Latency-aware routing for VPC networks

## Problem

Today, traffic between VPC workloads follows the shortest available path through the network fabric — but the shortest path isn't always the fastest. Customers running latency-sensitive workloads (real-time APIs, databases, video streaming) have no way to express that their traffic should prefer low-latency paths, and no visibility into the actual latency their traffic experiences.

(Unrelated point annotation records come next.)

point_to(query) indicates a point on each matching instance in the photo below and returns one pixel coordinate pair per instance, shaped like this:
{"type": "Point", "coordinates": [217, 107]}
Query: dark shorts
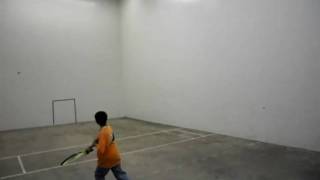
{"type": "Point", "coordinates": [117, 171]}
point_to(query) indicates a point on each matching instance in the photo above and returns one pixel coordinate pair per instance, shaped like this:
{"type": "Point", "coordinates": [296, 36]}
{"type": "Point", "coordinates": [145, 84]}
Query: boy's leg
{"type": "Point", "coordinates": [119, 173]}
{"type": "Point", "coordinates": [100, 173]}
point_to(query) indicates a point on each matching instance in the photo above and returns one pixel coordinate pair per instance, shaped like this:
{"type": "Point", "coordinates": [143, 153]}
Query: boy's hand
{"type": "Point", "coordinates": [89, 149]}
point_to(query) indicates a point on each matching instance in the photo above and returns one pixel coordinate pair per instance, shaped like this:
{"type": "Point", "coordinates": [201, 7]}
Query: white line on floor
{"type": "Point", "coordinates": [21, 165]}
{"type": "Point", "coordinates": [91, 160]}
{"type": "Point", "coordinates": [84, 145]}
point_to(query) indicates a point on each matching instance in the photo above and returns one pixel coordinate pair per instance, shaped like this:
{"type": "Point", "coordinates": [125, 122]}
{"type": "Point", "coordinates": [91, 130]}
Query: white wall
{"type": "Point", "coordinates": [63, 49]}
{"type": "Point", "coordinates": [243, 68]}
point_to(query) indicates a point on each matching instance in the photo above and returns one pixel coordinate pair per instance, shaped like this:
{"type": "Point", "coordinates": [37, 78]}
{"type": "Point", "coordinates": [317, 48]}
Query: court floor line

As the platform scales across regions and availability zones, the gap between "shortest path" and "lowest latency path" will grow. Customers with strict SLA requirements need confidence that their traffic is routed optimally — not just reachably.

## Desired Outcome

VPC customers should be able to:

1. **See the latency** their traffic experiences across the network — between workloads, across clusters, and through connectors
2. **Express latency preferences** as simple policies on their VPC (e.g., "optimize for low latency" or "keep latency under 10ms")
3. **Get automatic path optimization** — the platform should continuously measure network conditions and route traffic over the best-performing paths without manual intervention
4. **Differentiate by tier** — premium VPC tiers could receive latency-optimized routing as a value-added capability

## Why This Matters

- **Competitive differentiation**: No major cloud provider currently exposes tenant-controllable latency-aware routing as a first-class VPC feature
- **Revenue enabler**: Latency SLA tiers (standard, low-latency, ultra-low-latency) create natural pricing differentiation
- **Operational simplicity**: Measured, automated path selection replaces manual traffic engineering
- **Data sovereignty**: Latency constraints implicitly prefer geographically local paths, supporting compliance requirements without explicit geo-fencing rules
- **Multi-region readiness**: As the platform expands across regions, latency-aware routing prevents cross-region detours that degrade user experience

## How This Could Work

Research into modern network path selection suggests a layered approach:

- **Measure**: Active delay probes between nodes continuously track real-time latency across all network paths. [STAMP (RFC 8762)](https://datatracker.ietf.org/doc/html/rfc8762) provides proven mechanisms for this, with [SRv6-specific extensions (RFC 9503)](https://datatracker.ietf.org/doc/html/rfc9503) that ensure probes follow the exact same paths as real traffic.
- **Advertise**: Measured latency data is distributed alongside routing information so the control plane has a complete picture of network performance. Standards like [BGP-LS TE Performance Metrics (RFC 8571)](https://datatracker.ietf.org/doc/html/rfc8571) and [IS-IS TE Metric Extensions (RFC 8570)](https://datatracker.ietf.org/doc/html/rfc8570) define how delay values propagate through the routing system.
- **Policy**: Customers express intent through simple VPC-level settings. The platform translates "optimize for latency" into the appropriate path selection constraints. The [SR Policy Architecture (RFC 9256)](https://datatracker.ietf.org/doc/html/rfc9256) defines how a "Color" value maps high-level intent to specific forwarding paths, and [IGP Flexible Algorithm (RFC 9350)](https://datatracker.ietf.org/doc/html/rfc9350) enables the network to compute delay-optimized topologies automatically.
- **Steer**: The existing [SRv6 (RFC 8986)](https://datatracker.ietf.org/doc/html/rfc8986) traffic engineering capability in the Galactic data plane can route tenant traffic through specific paths — what's needed is the intelligence layer that picks the right path based on measured delay.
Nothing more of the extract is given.